Losing Florenz wasn’t quite what happened.
When the moment of panic wore off, thinking that she had lost him, a short walk from the corner of Canal Street up Broadway led her to a building that had an inset elevator entrance., and since she had not seen him enter the building by the proper doorway, it was the only place he could have gone, quite literally walking through a wall if viewed side-on.
A quick check of the bank and stores on that side of the street showed he was not in any of them.
Nor, she suspected, had he come this far just to get on the subway at Canal Street.
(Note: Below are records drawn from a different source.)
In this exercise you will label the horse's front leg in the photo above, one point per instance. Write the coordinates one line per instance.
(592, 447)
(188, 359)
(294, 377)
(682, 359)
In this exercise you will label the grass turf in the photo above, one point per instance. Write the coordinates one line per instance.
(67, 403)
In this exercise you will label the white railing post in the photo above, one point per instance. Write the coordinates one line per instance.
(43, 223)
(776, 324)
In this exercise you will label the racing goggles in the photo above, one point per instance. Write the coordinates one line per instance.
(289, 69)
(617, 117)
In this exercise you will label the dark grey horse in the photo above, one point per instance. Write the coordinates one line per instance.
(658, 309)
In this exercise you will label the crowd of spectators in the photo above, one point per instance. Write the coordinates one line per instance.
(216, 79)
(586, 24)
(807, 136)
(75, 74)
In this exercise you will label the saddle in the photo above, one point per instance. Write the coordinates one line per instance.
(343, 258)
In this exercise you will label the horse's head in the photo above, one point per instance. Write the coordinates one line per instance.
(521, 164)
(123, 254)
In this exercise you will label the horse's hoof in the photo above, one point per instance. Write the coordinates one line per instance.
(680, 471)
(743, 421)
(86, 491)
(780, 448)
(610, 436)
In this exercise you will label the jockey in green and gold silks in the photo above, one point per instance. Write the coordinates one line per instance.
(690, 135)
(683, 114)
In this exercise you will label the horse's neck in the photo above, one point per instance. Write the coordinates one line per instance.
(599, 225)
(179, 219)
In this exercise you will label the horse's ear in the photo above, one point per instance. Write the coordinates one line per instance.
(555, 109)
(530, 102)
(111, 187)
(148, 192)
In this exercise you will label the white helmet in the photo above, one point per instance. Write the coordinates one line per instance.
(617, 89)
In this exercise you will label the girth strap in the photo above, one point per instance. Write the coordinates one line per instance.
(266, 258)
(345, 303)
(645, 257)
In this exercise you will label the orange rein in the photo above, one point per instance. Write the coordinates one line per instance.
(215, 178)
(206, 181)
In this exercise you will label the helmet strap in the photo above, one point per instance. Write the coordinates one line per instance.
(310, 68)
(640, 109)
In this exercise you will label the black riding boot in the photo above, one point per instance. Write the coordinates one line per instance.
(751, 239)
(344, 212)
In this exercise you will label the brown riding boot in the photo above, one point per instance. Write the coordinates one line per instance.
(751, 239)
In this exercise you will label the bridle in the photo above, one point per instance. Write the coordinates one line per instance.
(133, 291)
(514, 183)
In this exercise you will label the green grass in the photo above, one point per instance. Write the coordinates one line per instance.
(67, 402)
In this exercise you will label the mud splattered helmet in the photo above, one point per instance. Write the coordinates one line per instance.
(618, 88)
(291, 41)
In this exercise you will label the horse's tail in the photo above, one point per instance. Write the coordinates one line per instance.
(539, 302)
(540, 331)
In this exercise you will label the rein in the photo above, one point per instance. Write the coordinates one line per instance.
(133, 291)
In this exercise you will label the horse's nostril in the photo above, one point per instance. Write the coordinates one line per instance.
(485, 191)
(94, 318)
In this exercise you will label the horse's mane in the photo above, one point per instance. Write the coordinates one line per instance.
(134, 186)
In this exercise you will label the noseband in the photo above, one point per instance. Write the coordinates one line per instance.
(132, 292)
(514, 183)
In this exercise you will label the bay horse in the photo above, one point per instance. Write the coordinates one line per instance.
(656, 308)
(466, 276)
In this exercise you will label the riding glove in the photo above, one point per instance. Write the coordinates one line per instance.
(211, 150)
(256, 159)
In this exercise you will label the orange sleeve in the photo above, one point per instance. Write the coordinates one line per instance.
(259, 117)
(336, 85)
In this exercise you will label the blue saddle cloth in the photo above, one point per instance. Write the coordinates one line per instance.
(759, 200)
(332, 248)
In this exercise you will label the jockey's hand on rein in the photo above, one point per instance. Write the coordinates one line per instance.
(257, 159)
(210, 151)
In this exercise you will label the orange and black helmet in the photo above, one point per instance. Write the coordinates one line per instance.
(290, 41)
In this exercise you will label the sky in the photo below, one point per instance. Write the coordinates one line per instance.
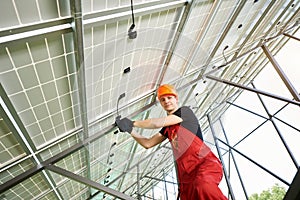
(264, 145)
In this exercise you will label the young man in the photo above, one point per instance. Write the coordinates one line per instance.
(199, 170)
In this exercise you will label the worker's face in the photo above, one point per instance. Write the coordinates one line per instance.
(169, 103)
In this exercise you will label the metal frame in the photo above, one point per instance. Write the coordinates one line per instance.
(64, 25)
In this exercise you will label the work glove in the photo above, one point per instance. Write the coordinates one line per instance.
(124, 125)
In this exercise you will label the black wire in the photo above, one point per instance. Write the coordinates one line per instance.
(132, 12)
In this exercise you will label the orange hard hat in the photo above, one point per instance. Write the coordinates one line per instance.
(166, 89)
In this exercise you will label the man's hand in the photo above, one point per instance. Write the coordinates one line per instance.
(124, 125)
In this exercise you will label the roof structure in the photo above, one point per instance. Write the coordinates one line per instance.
(68, 68)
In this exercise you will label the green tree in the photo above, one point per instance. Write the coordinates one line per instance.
(275, 193)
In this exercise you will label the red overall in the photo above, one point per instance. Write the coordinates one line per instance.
(199, 170)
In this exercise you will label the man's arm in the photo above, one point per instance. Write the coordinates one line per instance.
(148, 142)
(158, 122)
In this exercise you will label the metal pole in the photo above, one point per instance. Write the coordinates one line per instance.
(138, 182)
(278, 131)
(234, 161)
(280, 72)
(254, 90)
(166, 190)
(221, 158)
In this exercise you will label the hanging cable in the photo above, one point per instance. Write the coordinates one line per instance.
(131, 33)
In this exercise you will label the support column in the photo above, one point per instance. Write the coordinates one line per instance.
(220, 156)
(280, 72)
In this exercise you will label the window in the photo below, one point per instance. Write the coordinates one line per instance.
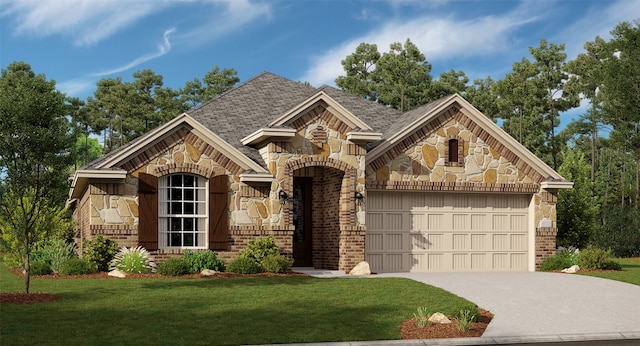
(453, 150)
(182, 211)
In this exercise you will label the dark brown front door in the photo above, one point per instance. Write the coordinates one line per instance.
(302, 219)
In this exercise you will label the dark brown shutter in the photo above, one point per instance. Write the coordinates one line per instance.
(218, 212)
(148, 211)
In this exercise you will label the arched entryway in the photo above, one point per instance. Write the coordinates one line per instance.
(321, 206)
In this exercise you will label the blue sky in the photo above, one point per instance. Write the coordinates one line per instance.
(78, 42)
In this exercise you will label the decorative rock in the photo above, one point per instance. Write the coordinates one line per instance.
(361, 268)
(208, 272)
(574, 268)
(438, 317)
(117, 273)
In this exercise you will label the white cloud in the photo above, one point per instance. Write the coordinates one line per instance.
(434, 37)
(86, 22)
(163, 49)
(235, 14)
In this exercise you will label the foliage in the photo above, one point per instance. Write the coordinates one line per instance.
(565, 258)
(77, 266)
(259, 248)
(577, 213)
(238, 311)
(133, 260)
(55, 253)
(173, 267)
(40, 268)
(465, 317)
(35, 144)
(100, 251)
(244, 265)
(276, 263)
(621, 231)
(201, 260)
(421, 316)
(594, 258)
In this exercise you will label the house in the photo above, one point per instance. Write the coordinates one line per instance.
(336, 179)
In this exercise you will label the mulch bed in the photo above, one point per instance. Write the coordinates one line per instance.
(409, 329)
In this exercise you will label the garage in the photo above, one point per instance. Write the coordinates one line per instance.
(448, 232)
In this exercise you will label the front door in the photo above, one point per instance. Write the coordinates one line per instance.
(302, 219)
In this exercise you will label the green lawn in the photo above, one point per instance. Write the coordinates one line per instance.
(216, 311)
(630, 271)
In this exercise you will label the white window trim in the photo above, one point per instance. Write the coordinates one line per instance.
(163, 187)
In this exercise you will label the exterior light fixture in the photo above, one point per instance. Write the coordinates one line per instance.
(283, 197)
(359, 197)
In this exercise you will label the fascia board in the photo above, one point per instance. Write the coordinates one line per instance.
(364, 136)
(333, 106)
(211, 138)
(266, 133)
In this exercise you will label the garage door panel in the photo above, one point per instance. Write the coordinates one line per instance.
(466, 232)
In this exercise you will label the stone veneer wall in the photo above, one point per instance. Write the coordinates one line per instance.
(420, 162)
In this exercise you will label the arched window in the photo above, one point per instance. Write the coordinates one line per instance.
(453, 150)
(182, 211)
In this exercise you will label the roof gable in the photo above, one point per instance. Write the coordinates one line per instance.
(431, 116)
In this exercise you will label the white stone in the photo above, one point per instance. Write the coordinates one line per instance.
(361, 268)
(208, 272)
(439, 317)
(117, 273)
(574, 268)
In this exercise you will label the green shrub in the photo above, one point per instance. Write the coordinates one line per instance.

There was ample opportunity to do that during his walking odyssey to this particular spot.
Of course, she could be wrong, but she was prepared to wait, perhaps for a half hour or so, and see if he materialized.
She crossed the street, dodging cars and a bus, and leaned against the column outside the building opposite, pretending to consult her phone, and have a fictitious phone call, keeping a continuous eye on that elevator entrance.
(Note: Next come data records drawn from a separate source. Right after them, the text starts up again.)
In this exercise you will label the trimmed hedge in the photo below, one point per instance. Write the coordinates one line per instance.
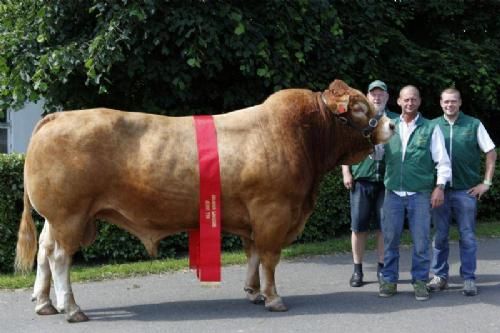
(116, 245)
(330, 218)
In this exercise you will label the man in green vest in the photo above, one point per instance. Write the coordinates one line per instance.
(411, 156)
(465, 138)
(365, 182)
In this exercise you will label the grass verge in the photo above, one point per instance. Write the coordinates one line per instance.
(114, 271)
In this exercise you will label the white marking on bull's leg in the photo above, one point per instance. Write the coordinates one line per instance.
(60, 263)
(41, 290)
(252, 283)
(273, 301)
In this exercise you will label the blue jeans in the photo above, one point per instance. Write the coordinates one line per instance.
(367, 198)
(461, 207)
(417, 209)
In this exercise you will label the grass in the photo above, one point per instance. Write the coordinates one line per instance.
(114, 271)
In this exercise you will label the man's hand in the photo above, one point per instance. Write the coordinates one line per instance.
(437, 197)
(347, 177)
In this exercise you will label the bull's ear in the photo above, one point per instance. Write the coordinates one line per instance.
(341, 104)
(339, 88)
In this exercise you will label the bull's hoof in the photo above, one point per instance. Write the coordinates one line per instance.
(46, 309)
(255, 297)
(276, 305)
(77, 317)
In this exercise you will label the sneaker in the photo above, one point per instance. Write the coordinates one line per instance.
(437, 283)
(387, 289)
(421, 291)
(380, 276)
(356, 279)
(470, 288)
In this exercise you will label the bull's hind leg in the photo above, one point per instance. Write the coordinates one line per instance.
(41, 292)
(273, 301)
(252, 283)
(270, 230)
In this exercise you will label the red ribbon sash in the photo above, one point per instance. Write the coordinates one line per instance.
(205, 242)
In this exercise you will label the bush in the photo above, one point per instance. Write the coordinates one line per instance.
(11, 196)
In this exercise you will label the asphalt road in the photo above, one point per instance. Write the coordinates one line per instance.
(315, 289)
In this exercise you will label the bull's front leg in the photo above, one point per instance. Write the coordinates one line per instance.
(60, 262)
(41, 290)
(273, 301)
(252, 283)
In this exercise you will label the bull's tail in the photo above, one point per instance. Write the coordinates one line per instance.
(26, 238)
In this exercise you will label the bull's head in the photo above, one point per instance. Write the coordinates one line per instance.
(354, 110)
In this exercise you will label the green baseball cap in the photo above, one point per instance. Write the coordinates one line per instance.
(377, 84)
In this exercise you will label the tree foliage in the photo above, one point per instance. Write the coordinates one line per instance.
(187, 57)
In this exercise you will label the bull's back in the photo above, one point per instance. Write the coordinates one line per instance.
(104, 159)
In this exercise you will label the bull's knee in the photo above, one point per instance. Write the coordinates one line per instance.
(254, 295)
(275, 305)
(46, 308)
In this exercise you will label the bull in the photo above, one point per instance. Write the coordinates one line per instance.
(140, 172)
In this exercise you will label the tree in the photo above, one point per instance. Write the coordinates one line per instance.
(187, 57)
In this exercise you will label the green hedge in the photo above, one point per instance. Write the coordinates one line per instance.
(115, 245)
(330, 218)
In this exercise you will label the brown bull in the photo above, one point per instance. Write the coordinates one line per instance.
(140, 172)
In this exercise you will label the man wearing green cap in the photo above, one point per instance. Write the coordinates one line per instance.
(465, 139)
(365, 182)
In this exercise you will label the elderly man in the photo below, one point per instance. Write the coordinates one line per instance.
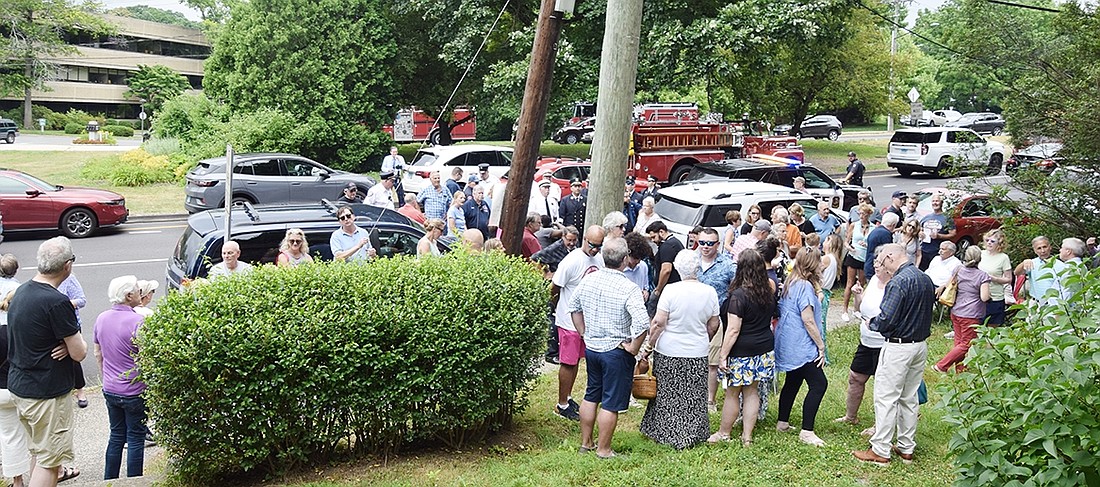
(607, 310)
(44, 345)
(230, 262)
(350, 242)
(433, 199)
(905, 322)
(383, 194)
(575, 266)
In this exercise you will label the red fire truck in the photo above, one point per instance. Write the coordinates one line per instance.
(668, 139)
(413, 124)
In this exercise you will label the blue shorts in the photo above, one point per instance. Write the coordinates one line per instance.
(611, 377)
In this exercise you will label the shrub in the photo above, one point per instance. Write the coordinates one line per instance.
(1027, 410)
(264, 372)
(122, 131)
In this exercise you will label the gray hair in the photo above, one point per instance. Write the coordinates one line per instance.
(614, 251)
(53, 255)
(1076, 245)
(686, 264)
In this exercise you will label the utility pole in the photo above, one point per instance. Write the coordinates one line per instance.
(618, 70)
(531, 120)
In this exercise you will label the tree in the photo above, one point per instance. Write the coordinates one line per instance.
(34, 32)
(156, 85)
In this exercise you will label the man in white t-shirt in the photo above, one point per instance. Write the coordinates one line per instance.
(584, 259)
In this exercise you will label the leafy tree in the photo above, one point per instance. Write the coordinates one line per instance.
(156, 85)
(32, 33)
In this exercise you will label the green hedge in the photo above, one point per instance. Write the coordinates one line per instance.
(1027, 410)
(265, 372)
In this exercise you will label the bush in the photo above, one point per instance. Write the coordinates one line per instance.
(264, 372)
(1027, 410)
(122, 131)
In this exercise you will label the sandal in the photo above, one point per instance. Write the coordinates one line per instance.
(68, 474)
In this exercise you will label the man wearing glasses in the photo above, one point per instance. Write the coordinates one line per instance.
(583, 261)
(350, 242)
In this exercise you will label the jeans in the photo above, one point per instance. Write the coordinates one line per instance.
(127, 414)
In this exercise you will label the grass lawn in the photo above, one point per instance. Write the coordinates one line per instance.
(540, 449)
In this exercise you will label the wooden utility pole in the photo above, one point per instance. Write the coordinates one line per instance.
(531, 122)
(618, 69)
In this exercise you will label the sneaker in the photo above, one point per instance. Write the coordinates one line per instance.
(870, 456)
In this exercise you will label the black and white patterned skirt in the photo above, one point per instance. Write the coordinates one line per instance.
(678, 416)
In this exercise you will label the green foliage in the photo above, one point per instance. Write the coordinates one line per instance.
(272, 369)
(1027, 411)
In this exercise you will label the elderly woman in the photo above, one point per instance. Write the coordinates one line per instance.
(679, 340)
(974, 291)
(114, 334)
(294, 250)
(800, 350)
(747, 354)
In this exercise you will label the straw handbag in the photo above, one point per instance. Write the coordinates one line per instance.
(645, 384)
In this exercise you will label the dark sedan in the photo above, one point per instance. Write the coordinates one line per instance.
(32, 203)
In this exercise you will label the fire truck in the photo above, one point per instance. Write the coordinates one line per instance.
(668, 139)
(413, 124)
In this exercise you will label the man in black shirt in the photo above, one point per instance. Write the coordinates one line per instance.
(44, 341)
(905, 322)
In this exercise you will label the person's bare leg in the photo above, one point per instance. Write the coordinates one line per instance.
(607, 421)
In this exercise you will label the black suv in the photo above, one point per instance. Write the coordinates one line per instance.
(8, 130)
(260, 230)
(782, 173)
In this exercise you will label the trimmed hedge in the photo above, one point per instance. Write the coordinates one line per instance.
(266, 372)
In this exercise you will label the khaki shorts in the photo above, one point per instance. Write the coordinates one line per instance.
(50, 427)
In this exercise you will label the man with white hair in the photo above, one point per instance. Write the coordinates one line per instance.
(230, 262)
(44, 344)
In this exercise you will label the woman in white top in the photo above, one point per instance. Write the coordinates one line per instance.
(680, 339)
(429, 243)
(866, 361)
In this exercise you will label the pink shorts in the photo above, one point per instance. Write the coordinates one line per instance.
(570, 346)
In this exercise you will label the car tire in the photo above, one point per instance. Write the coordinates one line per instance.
(78, 223)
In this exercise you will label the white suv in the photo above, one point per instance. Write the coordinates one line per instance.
(444, 157)
(705, 202)
(941, 151)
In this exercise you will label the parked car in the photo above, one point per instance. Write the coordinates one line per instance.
(32, 203)
(572, 133)
(974, 214)
(444, 157)
(943, 151)
(942, 117)
(263, 178)
(782, 173)
(8, 130)
(981, 122)
(705, 202)
(1043, 157)
(260, 230)
(817, 126)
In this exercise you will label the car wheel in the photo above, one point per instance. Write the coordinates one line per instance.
(78, 223)
(994, 165)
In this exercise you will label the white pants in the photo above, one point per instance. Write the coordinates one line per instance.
(15, 454)
(901, 368)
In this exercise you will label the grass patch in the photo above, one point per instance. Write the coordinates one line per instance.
(541, 449)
She’d been there about ten minutes when a voice beside her said, “I should arrest you for loitering.”
She turned to see Detective Sykes, a familiar voice, and one belonging to the last person she wanted to see or find her there.
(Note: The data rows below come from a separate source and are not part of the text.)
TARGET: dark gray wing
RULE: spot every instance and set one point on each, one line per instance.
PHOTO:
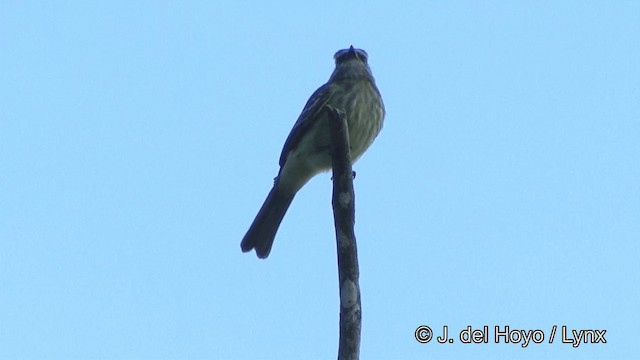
(305, 121)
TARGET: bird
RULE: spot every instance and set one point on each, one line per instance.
(307, 150)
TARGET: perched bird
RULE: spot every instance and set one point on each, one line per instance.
(307, 150)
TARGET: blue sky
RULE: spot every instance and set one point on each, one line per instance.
(139, 139)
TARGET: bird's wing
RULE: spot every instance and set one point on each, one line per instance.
(309, 114)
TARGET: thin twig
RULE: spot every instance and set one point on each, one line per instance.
(344, 218)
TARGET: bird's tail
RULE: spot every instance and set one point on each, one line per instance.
(263, 230)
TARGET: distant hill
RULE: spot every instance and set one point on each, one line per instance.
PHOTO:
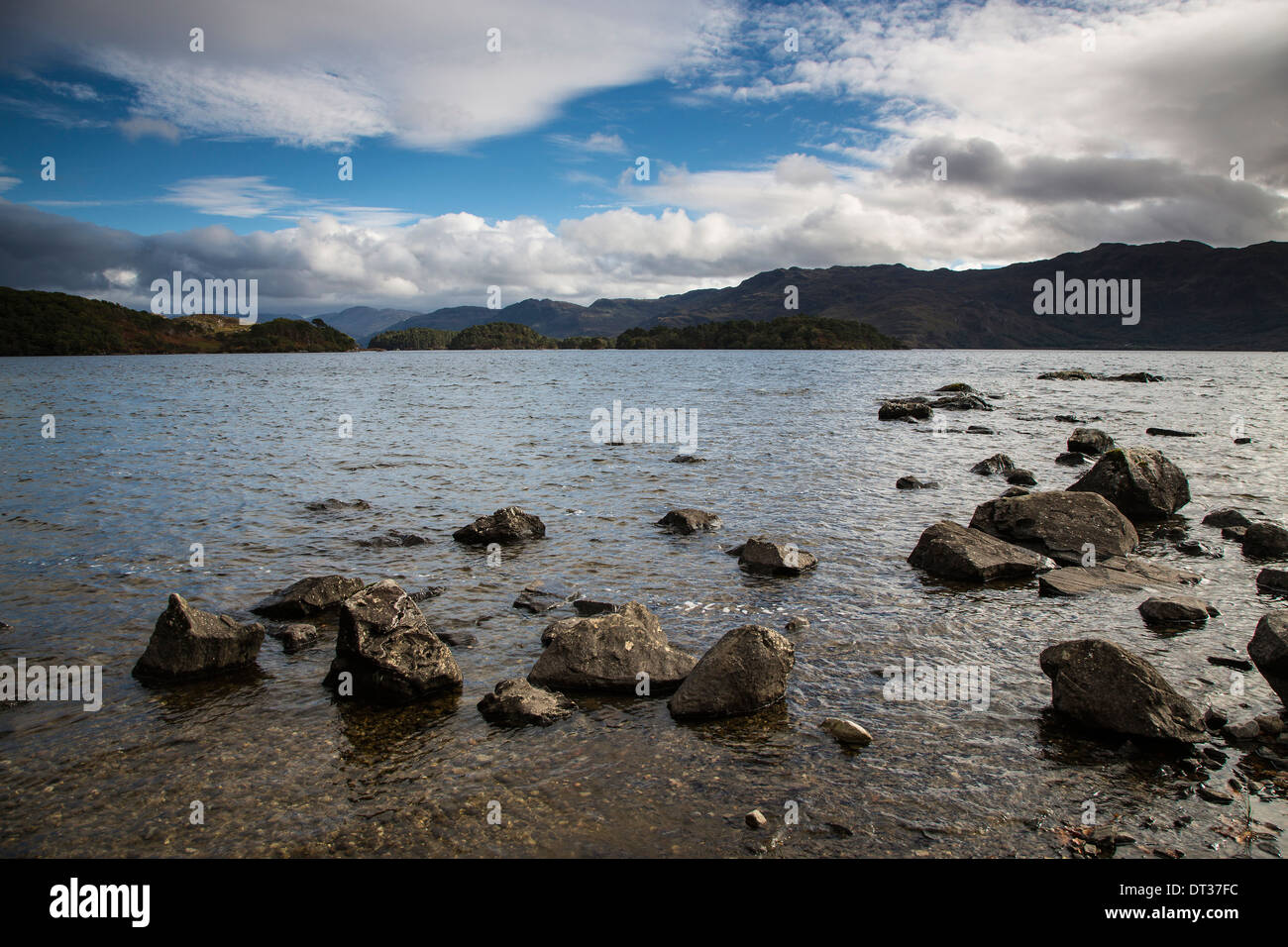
(55, 324)
(1193, 296)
“Are you on a job?” We waited for her to answer, then guessed it was not one he wanted her to know about.
“That’s not much of an answer, is it. I’m guessing you’re working for Harry, and not taking my advice to keep out of danger’s way.”
“This is me avoiding trouble. Harry asked me to do some surveillance on his mother.”
“Why would he want his mother followed?”
“You’ve met the Walthenson’s, and I’m sure you think them as odd as I do. But just the same I wasn’t following her, but Alicia Wentworth.”
“One of the partners at Walthenson’s practice.”
“Married to Harry’s father’s father. It’s a convoluted arrangement, but Harry suspects she has something to do with his disappearance. Anyway, she brought me into the city where she met Emile Florenz, one of his dad’s golfing friends.”
“Florenz? You want to keep well away from him.”
“Perhaps someone should tell Harry’s mother that, because that was who he met next, and they had an intimate discussion downtown.”
“So, you’re telling me Florenz and the Walthenson’s are friends.”
“One I suspect more than the other. I did a little digging and the mother and he used to be an item at University.”
“And you’re here now because?”
“I think Florenz is in the building opposite, and I’m waiting to see where he goes next.”
She could sense a reprimand in the wind, Sykes’ manner having changed markedly the moment he heard the name Florenz. Sykes definitely knew more about Florenz than she did, but knew he wasn’t going to share it. Just the same, she had to ask, “Is he dangerous?”
“He might very week have had something to do with Harry’s kidnapping. A little advice, it might be time for you to walk away from this right now before he finds out about you.”
Too late. If Blines had spoken to anyone before he died, and it was Florenz, a fact becoming more likely by the minute, then she was already in his sights.
“By the way,” she added, thinking it was better to tell him than not, “when I shot Blines, just after he gave me a name. Florenz. That made me think that he had something to do with that dockland property.”
She saw Sykes shaking his head. Not a good sign.
“Your curiosity is going to get you the same treatment Harry got if you’re not careful. This is not the place to be.”
“Why? And why are you here? It can’t be a coincidence.”
“It could. But another piece of information, not for following up, but just to add to your notebook when you write your memoirs if you live that long, Blines brother lives over the road, and I’m going to drop in and have a chat. Since Florenz is there too…”
“Maybe not a good idea.”
“You can use it as leverage on Blines. He doesn’t know we know he knows Florenz.” She almost confused herself with that statement, but the notion was valid. Knowing something the interrogated didn’t know the interrogator knew gave them a distinct advantage.
Sykes shook his head again, but for different reasons.
“Looks like we won’t have to wait long to see Ned.”
He followed her look across the street where Ned had just finished his meeting with Florenz and just as a car pulled up in front of them, blocking their view, Florenz hastily crossed to it, and got in.
When it was clear again, Ned had gone.
That’s when Sykes pulled out his phone and called Ned. “Five minutes, outside the elevator.”
She didn’t hear what New said, but it didn’t sound friendly.
“Oh, there’s one other matter, there’s some chap following Corinne to school and back. I took a photo of him.”
“Send it and I’ll see if he’s anyone of interest. You sure it’s not an old boyfriend?”
“No. He’s definitely following her. He had a photo that fell out of his back pocket.”
“OK. Now you’d better leave.”
“I don’t think so. He needs to be told to stop targeting Harry’s sister. I’m sure he thinks she’s the one who killed her brother, and he needs to know the truth.”
“You do realise these people don’t take much notice of the truth.”
“Even so, I should be there. You can tell him I did it, and then tell him that seeking retribution will just see him buried in the same grave as his brother.”
Sykes glared at her incredulously. “Do you have any idea what these people are like?”
“I’m sure you’ll sort it out. Let’s not keep him waiting.”